Prinsip penundaan makna dalam rekonstruksi makna adalah, semua kotak makna tertunda satu, dua, tiga, dan empat dimasukan ke dalam kotak “rekonstruksi makna”. Kotak rekonstruksi makna adalah tempat penggodokkan makna pada tahapan transfigurasi. Tahapan tersebut tidak lagi menunda makna, tetapi saatnya melepaskan pemaknaan secara kritis. Artinya, semua makna yang ditemukan mulai dari tahapan elaborasi, representasi, signifikasi, eksplorasi, dan tansfigurasi dilepaskan di dalam kotak ini. Semua makna dibandingkan untuk menemukan makna baru.
Selanjutnya, makna-makna yang ada pada masing-masing tahapan e-135, yakni (1) tahapan elaborasi dengan objek material teks (sebagai data) dikaji dengan objek formal teori linguistik (mikro), (2) tahapan representasi dengan objek material intrarteks dikaji dengan objek formal wacana (fungsional), (3) tahapan signifikasi dengan objek material interteks dikaji dengan objek formal semiotik, (4) tahapan eksplorasi dengan objek material hiperteks (sebagai data) dikaji dengan objek formal cultural studies, dan (5) tahapan transfigurasi merupakan “kotak pengayangan makna” (melting pot) yang didapat dari sejumlah korpus data tahap-tahap sebelumnya (teks, intrateks, interteks, dan hiperteks) dengan otoritas interpretan diputar di dalam kotak rekonstruksi ini. Artinya, setiap muatan makna dalam kotak-kotak makna e-135 memiliki posisi setara. Setiap kotak makna dengan muatan maknanya dapat melahirkan masing-masing kebenaran yang dihargakan sama, (1) kotak makna elaborasi melahirkan “kebenaran linguistis”; (2) kotak makna representasi melahirkan “kebenaran fungsional”; (3) kotak makna signifikasi melahirkan “kebenaran semiotis/semantis”; (4) kotak makna eksplorasi melahirkan “kebenaran hipersemiotis”; dan (5) kotak makna transfigurasi melahirkan “kebenaran cultural studies”.
Kemunculan makna-makna baru (hiperealis) yang didapat dari “anyangan makna” tahap-tahap sebelumnya juga akan melahirkan “makna-makna yang beralasan”, “tidak liar” atau tanpa batas alias semau gue) seperti yang sering menjadi titik kritikan para ahli pada teori dekonstruksi Derrida. Proses pemaknaan dengan memberikan kebebasan terkendali ini selain dapat menghindari terjadinya ketidakberaturan makna/model dan retailisme makna yang kehilangan esensi, roh, atau spirit, juga dapat menghilangkan rasa apatis akan ketidakbernilaian dan/atau ketidakpercayaan terhadap makna.

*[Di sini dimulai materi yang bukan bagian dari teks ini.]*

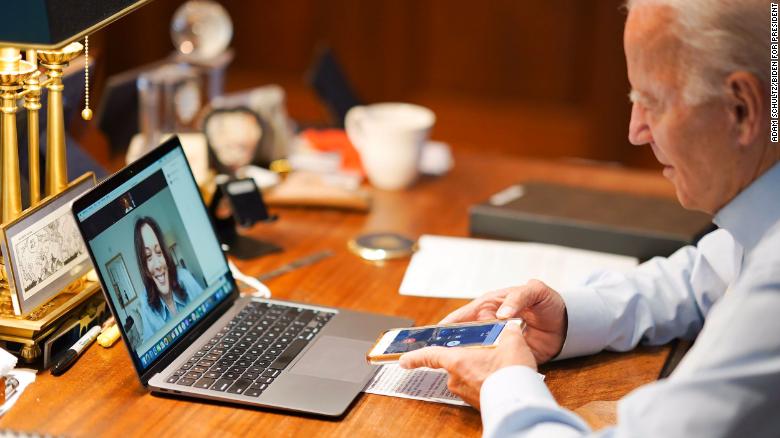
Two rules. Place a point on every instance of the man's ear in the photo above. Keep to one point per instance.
(746, 105)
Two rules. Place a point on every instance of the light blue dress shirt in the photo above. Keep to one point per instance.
(726, 290)
(153, 320)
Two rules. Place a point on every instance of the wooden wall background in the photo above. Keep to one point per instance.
(540, 78)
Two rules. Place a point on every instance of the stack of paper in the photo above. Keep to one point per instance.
(456, 267)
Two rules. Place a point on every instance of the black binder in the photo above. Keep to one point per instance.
(619, 223)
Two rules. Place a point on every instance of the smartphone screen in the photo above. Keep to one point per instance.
(246, 202)
(414, 339)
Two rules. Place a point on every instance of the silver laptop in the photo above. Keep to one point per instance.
(187, 330)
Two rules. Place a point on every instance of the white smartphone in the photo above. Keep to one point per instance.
(395, 342)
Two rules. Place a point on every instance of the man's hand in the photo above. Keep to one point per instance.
(541, 307)
(469, 367)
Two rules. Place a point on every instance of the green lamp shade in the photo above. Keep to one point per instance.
(51, 24)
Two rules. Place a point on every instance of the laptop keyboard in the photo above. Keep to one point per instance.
(252, 349)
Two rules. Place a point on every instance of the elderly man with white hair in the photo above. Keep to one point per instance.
(700, 77)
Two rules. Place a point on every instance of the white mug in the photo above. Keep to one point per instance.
(389, 138)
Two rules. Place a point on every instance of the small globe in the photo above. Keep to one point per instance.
(201, 29)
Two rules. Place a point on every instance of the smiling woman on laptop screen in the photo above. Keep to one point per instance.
(168, 288)
(170, 275)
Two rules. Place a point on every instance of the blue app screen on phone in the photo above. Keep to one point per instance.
(409, 340)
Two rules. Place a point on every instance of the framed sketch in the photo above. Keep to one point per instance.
(42, 249)
(119, 279)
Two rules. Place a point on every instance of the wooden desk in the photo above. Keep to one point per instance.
(101, 395)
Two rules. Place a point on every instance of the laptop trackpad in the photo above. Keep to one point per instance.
(335, 358)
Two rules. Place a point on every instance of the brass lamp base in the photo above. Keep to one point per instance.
(28, 332)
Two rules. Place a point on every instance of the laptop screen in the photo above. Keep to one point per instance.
(157, 253)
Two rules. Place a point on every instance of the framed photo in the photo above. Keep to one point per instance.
(236, 137)
(42, 249)
(121, 285)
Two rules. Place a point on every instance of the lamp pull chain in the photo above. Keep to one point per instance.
(86, 114)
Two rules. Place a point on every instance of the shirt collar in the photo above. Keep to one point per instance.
(753, 211)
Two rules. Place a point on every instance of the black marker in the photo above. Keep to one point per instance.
(69, 357)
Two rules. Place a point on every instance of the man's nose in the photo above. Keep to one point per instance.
(638, 130)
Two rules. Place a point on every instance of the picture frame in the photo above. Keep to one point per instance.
(42, 249)
(236, 137)
(120, 282)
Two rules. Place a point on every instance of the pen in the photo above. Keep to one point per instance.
(69, 357)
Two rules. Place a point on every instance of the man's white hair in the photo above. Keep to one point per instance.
(721, 37)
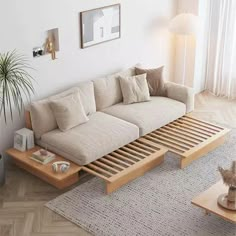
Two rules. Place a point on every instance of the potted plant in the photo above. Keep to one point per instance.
(15, 87)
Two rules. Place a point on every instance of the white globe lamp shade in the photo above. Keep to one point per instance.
(185, 23)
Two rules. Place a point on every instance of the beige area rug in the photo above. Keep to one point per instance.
(157, 203)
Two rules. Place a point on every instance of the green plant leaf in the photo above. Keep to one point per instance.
(15, 83)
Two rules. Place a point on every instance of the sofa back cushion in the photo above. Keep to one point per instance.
(42, 117)
(108, 91)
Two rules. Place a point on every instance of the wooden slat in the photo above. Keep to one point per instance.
(171, 148)
(173, 144)
(138, 149)
(112, 158)
(129, 155)
(118, 167)
(189, 127)
(197, 126)
(95, 173)
(203, 124)
(153, 145)
(100, 170)
(189, 138)
(172, 139)
(123, 158)
(134, 153)
(191, 133)
(179, 135)
(111, 169)
(145, 147)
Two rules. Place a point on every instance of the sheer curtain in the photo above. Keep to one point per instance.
(221, 55)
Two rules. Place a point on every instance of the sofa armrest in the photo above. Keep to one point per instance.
(182, 94)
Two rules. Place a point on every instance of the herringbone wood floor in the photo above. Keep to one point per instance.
(22, 211)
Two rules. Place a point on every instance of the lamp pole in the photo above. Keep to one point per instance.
(185, 55)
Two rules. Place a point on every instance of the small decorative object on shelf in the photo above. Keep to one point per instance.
(38, 51)
(43, 156)
(60, 166)
(50, 47)
(228, 200)
(23, 139)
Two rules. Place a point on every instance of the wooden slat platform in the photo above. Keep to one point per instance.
(127, 163)
(188, 137)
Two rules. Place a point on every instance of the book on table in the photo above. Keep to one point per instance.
(43, 159)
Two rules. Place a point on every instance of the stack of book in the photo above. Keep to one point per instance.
(42, 156)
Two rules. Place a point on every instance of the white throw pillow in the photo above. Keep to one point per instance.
(68, 111)
(134, 89)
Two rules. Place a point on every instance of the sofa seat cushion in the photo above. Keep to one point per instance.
(42, 117)
(85, 143)
(149, 116)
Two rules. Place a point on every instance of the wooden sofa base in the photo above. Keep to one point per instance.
(188, 137)
(127, 163)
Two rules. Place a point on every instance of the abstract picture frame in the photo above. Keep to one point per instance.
(100, 25)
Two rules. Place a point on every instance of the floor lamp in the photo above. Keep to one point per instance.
(184, 24)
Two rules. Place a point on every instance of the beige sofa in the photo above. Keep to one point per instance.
(111, 124)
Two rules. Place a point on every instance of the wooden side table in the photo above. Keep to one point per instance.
(45, 172)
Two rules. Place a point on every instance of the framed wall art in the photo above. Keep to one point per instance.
(99, 25)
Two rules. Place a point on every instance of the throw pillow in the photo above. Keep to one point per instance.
(134, 89)
(68, 111)
(155, 80)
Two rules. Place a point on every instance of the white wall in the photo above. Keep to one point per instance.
(144, 38)
(196, 46)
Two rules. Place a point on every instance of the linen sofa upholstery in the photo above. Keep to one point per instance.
(108, 91)
(150, 115)
(101, 135)
(182, 94)
(42, 116)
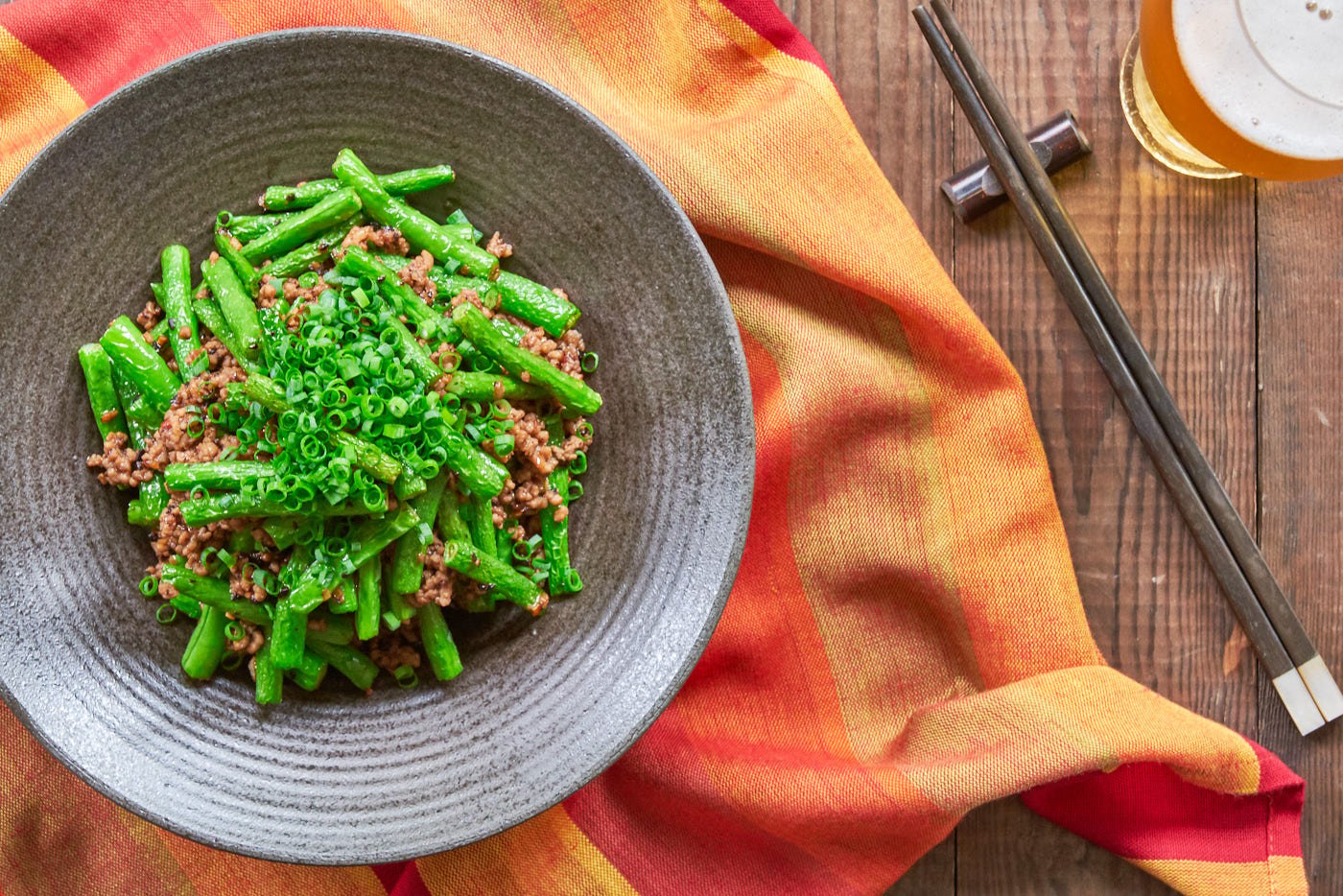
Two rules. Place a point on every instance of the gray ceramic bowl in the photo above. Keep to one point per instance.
(543, 705)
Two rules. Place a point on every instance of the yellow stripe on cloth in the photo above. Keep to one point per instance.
(546, 855)
(1280, 876)
(35, 104)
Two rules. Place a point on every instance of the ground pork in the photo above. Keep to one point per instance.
(393, 649)
(150, 316)
(174, 442)
(295, 293)
(268, 295)
(416, 277)
(566, 352)
(470, 295)
(499, 248)
(526, 490)
(298, 298)
(385, 239)
(436, 583)
(177, 537)
(530, 440)
(241, 582)
(118, 463)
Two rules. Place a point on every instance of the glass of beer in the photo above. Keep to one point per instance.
(1228, 87)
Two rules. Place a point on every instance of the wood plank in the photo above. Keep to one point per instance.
(1300, 277)
(1181, 255)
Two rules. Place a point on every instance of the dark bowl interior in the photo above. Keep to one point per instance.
(544, 704)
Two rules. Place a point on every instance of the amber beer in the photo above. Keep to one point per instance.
(1225, 87)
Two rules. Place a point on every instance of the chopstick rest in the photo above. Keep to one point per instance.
(976, 191)
(1299, 674)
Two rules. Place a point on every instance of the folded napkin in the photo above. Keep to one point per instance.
(906, 638)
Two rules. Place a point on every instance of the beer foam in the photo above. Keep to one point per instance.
(1272, 70)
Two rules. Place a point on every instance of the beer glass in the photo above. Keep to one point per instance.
(1226, 87)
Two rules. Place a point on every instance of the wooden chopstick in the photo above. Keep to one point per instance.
(993, 133)
(1238, 539)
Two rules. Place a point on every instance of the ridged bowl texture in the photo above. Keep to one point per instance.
(544, 704)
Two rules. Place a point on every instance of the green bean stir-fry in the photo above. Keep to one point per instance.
(352, 422)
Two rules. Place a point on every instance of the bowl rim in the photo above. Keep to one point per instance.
(744, 483)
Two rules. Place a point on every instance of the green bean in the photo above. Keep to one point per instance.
(436, 640)
(418, 228)
(205, 648)
(574, 393)
(348, 661)
(140, 365)
(459, 218)
(449, 285)
(315, 251)
(554, 532)
(487, 387)
(231, 250)
(366, 456)
(247, 227)
(158, 332)
(215, 593)
(536, 304)
(311, 671)
(507, 583)
(415, 356)
(399, 183)
(175, 262)
(409, 483)
(103, 393)
(409, 554)
(211, 318)
(344, 598)
(150, 506)
(288, 634)
(406, 301)
(368, 539)
(476, 469)
(299, 227)
(480, 522)
(271, 683)
(185, 606)
(368, 591)
(238, 308)
(217, 475)
(282, 531)
(230, 506)
(141, 423)
(449, 523)
(331, 629)
(396, 606)
(312, 587)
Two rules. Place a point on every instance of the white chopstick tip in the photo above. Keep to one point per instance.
(1299, 703)
(1322, 687)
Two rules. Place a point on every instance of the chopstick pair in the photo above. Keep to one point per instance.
(1286, 653)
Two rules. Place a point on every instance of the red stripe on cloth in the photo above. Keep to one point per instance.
(98, 47)
(400, 879)
(1147, 812)
(767, 20)
(389, 873)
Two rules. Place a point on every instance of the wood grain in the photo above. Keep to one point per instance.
(1228, 289)
(1300, 311)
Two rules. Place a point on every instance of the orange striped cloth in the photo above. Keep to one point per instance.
(861, 694)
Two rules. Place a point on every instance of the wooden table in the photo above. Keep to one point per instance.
(1237, 292)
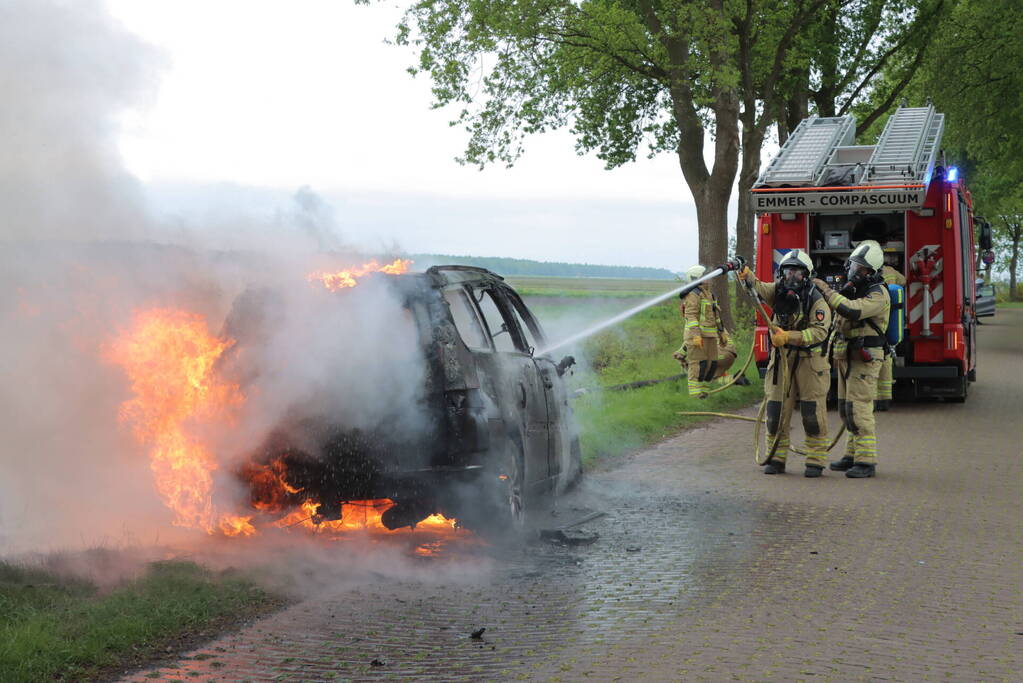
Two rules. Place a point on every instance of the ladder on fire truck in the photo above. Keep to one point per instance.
(820, 148)
(805, 153)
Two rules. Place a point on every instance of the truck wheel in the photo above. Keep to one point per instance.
(497, 508)
(966, 392)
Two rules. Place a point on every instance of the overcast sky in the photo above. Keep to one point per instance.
(284, 94)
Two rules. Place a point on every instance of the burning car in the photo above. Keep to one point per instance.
(481, 429)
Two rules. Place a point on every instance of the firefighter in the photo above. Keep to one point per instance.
(725, 358)
(800, 327)
(874, 228)
(701, 318)
(861, 318)
(885, 378)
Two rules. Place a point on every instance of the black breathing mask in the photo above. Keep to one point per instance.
(857, 281)
(790, 290)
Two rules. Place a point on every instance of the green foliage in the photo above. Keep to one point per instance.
(974, 77)
(518, 267)
(52, 628)
(620, 74)
(615, 422)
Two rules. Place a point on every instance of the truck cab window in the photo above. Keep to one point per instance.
(500, 326)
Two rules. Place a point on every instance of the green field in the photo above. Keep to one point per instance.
(589, 286)
(57, 628)
(614, 422)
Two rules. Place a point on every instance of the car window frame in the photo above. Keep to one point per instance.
(529, 319)
(504, 310)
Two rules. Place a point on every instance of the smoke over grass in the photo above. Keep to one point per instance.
(82, 256)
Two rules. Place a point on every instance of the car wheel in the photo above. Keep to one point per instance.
(508, 498)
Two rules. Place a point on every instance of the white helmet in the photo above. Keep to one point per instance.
(696, 272)
(869, 255)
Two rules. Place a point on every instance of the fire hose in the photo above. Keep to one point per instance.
(786, 386)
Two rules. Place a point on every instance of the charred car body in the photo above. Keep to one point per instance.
(494, 434)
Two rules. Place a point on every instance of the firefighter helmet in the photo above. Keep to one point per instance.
(696, 272)
(866, 255)
(797, 259)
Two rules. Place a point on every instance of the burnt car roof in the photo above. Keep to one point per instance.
(460, 274)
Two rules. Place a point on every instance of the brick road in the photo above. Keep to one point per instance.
(706, 571)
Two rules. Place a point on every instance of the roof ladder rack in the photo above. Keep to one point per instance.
(907, 147)
(807, 150)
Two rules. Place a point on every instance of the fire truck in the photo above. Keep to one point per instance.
(815, 194)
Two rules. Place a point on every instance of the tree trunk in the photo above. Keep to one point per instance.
(1014, 263)
(753, 140)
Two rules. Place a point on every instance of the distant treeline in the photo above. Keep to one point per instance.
(514, 267)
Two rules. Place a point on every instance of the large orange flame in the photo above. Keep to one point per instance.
(349, 277)
(169, 357)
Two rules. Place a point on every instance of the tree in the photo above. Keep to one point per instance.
(620, 75)
(1009, 233)
(974, 77)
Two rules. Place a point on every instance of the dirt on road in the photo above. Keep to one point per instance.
(706, 570)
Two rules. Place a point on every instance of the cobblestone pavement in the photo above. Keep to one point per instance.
(708, 571)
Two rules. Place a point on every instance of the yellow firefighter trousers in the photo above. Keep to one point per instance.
(703, 365)
(885, 379)
(857, 384)
(807, 389)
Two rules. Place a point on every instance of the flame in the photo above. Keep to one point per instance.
(236, 526)
(343, 279)
(169, 357)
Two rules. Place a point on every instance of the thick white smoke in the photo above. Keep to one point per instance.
(79, 258)
(68, 74)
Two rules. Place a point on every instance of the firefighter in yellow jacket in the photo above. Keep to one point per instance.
(885, 378)
(701, 318)
(861, 317)
(800, 326)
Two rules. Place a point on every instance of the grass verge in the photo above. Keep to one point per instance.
(57, 629)
(615, 422)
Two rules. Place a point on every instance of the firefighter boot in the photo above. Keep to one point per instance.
(842, 465)
(860, 470)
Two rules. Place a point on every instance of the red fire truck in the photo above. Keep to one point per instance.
(821, 186)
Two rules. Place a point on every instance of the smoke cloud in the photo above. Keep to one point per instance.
(69, 73)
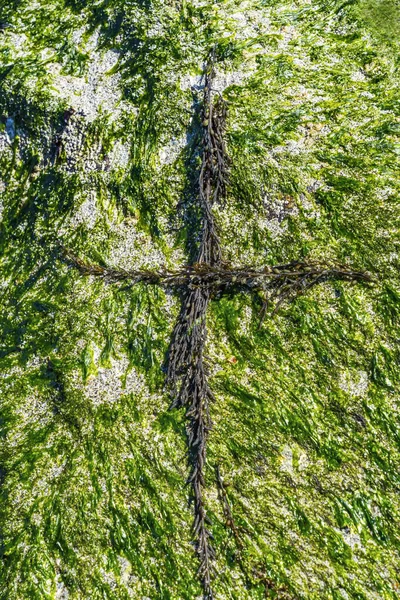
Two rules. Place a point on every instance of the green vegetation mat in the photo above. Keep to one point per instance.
(98, 123)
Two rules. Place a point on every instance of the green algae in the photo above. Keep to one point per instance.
(306, 425)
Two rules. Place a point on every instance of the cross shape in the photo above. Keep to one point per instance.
(209, 276)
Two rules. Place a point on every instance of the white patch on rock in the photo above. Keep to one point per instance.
(287, 459)
(355, 383)
(107, 385)
(86, 213)
(119, 156)
(97, 92)
(10, 129)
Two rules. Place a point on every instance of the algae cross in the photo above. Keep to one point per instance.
(198, 283)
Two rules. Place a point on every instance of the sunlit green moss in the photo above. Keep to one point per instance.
(306, 424)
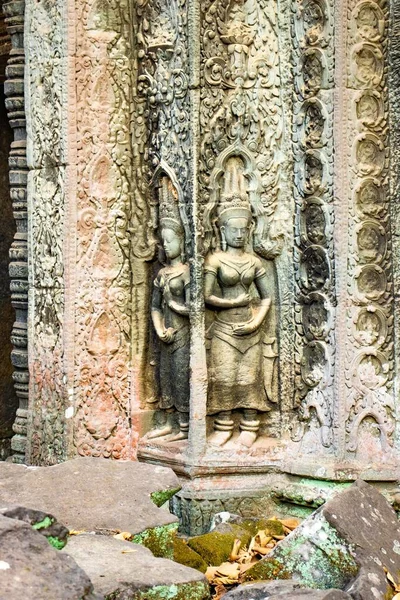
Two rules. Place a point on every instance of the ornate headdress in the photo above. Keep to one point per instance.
(169, 217)
(234, 198)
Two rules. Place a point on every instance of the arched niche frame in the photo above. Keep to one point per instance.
(164, 170)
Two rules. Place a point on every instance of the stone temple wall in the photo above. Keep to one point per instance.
(212, 210)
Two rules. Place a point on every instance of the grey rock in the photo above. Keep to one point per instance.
(127, 571)
(279, 590)
(31, 569)
(92, 493)
(43, 522)
(346, 544)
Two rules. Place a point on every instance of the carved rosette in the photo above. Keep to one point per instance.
(103, 78)
(369, 361)
(313, 66)
(14, 91)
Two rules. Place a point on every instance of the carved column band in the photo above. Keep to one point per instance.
(14, 91)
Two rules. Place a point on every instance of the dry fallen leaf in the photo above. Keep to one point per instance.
(228, 575)
(230, 570)
(390, 578)
(290, 523)
(124, 535)
(234, 555)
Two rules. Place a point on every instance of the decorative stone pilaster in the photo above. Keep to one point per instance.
(14, 91)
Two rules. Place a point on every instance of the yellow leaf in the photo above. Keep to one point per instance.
(262, 538)
(234, 555)
(210, 573)
(230, 570)
(290, 523)
(124, 535)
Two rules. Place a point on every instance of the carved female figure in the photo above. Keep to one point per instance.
(236, 355)
(169, 313)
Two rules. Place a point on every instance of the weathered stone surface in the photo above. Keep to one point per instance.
(215, 547)
(92, 493)
(280, 589)
(40, 521)
(126, 571)
(188, 557)
(347, 544)
(32, 569)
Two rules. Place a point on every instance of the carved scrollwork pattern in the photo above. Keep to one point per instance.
(162, 108)
(313, 65)
(241, 104)
(370, 316)
(103, 277)
(241, 115)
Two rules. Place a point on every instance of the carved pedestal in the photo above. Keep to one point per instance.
(212, 197)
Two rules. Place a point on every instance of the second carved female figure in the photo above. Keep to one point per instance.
(170, 316)
(233, 278)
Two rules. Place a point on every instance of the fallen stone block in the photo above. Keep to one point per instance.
(124, 571)
(280, 590)
(95, 494)
(346, 544)
(31, 569)
(40, 521)
(188, 557)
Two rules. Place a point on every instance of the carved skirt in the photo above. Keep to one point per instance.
(174, 372)
(235, 371)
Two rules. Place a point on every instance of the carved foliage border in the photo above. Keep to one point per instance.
(103, 277)
(369, 374)
(313, 66)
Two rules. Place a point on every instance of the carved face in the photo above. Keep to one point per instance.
(236, 231)
(171, 243)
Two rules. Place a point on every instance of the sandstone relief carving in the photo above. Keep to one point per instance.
(238, 345)
(170, 317)
(312, 57)
(370, 419)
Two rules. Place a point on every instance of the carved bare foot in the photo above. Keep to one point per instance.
(161, 432)
(247, 438)
(181, 435)
(219, 438)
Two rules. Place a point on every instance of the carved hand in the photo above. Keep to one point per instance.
(242, 300)
(167, 335)
(246, 328)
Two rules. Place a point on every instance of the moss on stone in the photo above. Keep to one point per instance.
(184, 555)
(320, 562)
(253, 526)
(56, 542)
(197, 590)
(213, 547)
(160, 540)
(47, 522)
(161, 497)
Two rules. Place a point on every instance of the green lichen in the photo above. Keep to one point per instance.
(197, 590)
(160, 540)
(56, 542)
(163, 496)
(47, 522)
(214, 547)
(188, 557)
(318, 558)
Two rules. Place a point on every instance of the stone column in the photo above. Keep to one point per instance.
(14, 90)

Tahap Pengayangan Makna (Melting Pot)
(23)
Untuk mengungkap interpretasi pemaknaan terdalam dalam e-135 dapat dilakukan dengan pengayangan makna (melting pot) dengan model/diagram tersendiri, bagaimanakah menurut Saudara?




Saya setuju dengan model/ diagram tersendiri yang ditawarkan E-135 untuk mengungkap interpretasi pemaknaan terdalam, karena tanda/simbol/kata yang dianalisis dengan objek formal linguistik (bentuk), fungsi, semiotik (makna), dan hipersemiotik akan menghasilkan makna-makna (tesis-tesis) berbeda. Tesis-tesis tersebut harus “dianyang” pada “kotak pengayangan makna’ untuk melahirkan proses dialektika kompleks yang pada akhirnya membuka peluang untuk diantitesis.


(24)
Bisakah model pengayangan makna yang diagram yang diusulkan mampu mengungkap “makna terdalam” (depth meaning) Baudrillard dalam Analisis Wacana menurut Saudara?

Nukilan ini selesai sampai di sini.